The Andy Warhol Diaries

From hating his own image to employing a beautiful courier who becomes his lover, these thrilling stories about the artist are based on his own diary entries. Based on his own words and transcribed by his friend Pat Hackett on a daily basis between 1976 and 1987, then published as a book in 1989.

Andrew Warhola, the son of Austro-Hungarian immigrants from a poor part of Pittsburgh, Pennsylvania, relocates to New York and reinvents himself as both the boss of the Factory, a sanctuary at the avant-garde end of the 1960s Manhattan art scene. He is an outsider who craves a mass mainstream appeal. The central point to the show focuses on Warhol’s sexuality, religion, and self-image. As a gay Catholic who hates his own hair, skin, and features – “I’m just a freak. I can’t change it. I’m too unusual”.

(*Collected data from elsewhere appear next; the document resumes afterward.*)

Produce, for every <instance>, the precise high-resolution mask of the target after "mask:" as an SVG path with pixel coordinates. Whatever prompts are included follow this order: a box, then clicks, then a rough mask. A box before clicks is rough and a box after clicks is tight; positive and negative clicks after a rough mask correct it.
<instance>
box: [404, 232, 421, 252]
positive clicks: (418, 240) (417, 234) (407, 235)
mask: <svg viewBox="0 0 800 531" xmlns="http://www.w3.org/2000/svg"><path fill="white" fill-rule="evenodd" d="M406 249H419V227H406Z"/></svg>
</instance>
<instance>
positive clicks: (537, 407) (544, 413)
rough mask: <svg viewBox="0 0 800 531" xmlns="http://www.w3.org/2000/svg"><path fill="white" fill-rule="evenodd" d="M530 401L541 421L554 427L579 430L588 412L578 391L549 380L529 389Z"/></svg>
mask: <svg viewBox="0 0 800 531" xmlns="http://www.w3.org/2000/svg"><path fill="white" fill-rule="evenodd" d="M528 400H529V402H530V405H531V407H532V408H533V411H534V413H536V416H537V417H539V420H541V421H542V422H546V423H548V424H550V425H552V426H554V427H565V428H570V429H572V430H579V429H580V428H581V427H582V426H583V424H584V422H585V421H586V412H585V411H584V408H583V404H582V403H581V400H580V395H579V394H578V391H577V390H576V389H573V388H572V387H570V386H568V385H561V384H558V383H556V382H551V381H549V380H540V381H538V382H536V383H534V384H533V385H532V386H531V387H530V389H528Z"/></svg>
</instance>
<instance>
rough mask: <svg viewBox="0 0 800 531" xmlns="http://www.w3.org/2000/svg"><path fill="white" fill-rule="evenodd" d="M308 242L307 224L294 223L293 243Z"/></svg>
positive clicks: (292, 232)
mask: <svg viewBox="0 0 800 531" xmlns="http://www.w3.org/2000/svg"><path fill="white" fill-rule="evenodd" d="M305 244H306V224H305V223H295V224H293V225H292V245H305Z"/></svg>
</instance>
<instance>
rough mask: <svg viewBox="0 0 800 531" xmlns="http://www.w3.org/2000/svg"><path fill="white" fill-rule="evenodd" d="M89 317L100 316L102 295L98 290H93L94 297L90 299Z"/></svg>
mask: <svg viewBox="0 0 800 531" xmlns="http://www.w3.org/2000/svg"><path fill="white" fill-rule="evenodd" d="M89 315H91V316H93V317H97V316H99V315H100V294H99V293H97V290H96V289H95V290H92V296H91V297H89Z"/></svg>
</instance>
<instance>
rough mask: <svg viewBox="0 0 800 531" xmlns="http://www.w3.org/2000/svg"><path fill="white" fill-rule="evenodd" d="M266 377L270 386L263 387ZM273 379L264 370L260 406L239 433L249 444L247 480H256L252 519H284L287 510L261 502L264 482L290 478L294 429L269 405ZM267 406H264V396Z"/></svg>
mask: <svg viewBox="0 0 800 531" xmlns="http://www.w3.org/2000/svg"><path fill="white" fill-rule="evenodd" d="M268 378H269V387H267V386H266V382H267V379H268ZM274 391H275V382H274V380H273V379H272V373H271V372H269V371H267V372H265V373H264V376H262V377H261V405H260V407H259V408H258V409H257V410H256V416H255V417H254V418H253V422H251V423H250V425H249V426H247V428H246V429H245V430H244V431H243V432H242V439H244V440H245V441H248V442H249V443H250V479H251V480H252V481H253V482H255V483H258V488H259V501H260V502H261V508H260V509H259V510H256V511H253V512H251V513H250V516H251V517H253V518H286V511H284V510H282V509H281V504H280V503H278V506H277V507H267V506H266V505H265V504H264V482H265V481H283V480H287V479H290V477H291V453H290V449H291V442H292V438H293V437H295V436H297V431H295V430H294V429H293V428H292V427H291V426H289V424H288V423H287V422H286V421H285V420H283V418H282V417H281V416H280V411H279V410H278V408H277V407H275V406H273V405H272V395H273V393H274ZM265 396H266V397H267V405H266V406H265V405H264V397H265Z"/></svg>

Some of the episode’s centre around his various relationships, personal and professional. There’s a particular interesting instalment on the artist Jean-Michel Basquiat, the genius whose shared canvases with Warhol change his creativity in the early 1980s. The appreciation of these joint efforts is exciting, particularly enhanced by the superb archive footage.

The last episode delivers a reappraisal of Warhol’s final work, seeing them as his response to the AIDS epidemic. Having lost friends & lovers, Warhol looks painfully disinterested as suggested by his public facade. But it’s a false impression as this series shows us that Warhol, was always personal.

The series is available exclusively on Netflix. Also worth noting, that it contains graphic imagery which might upset viewers. Strictly adults only.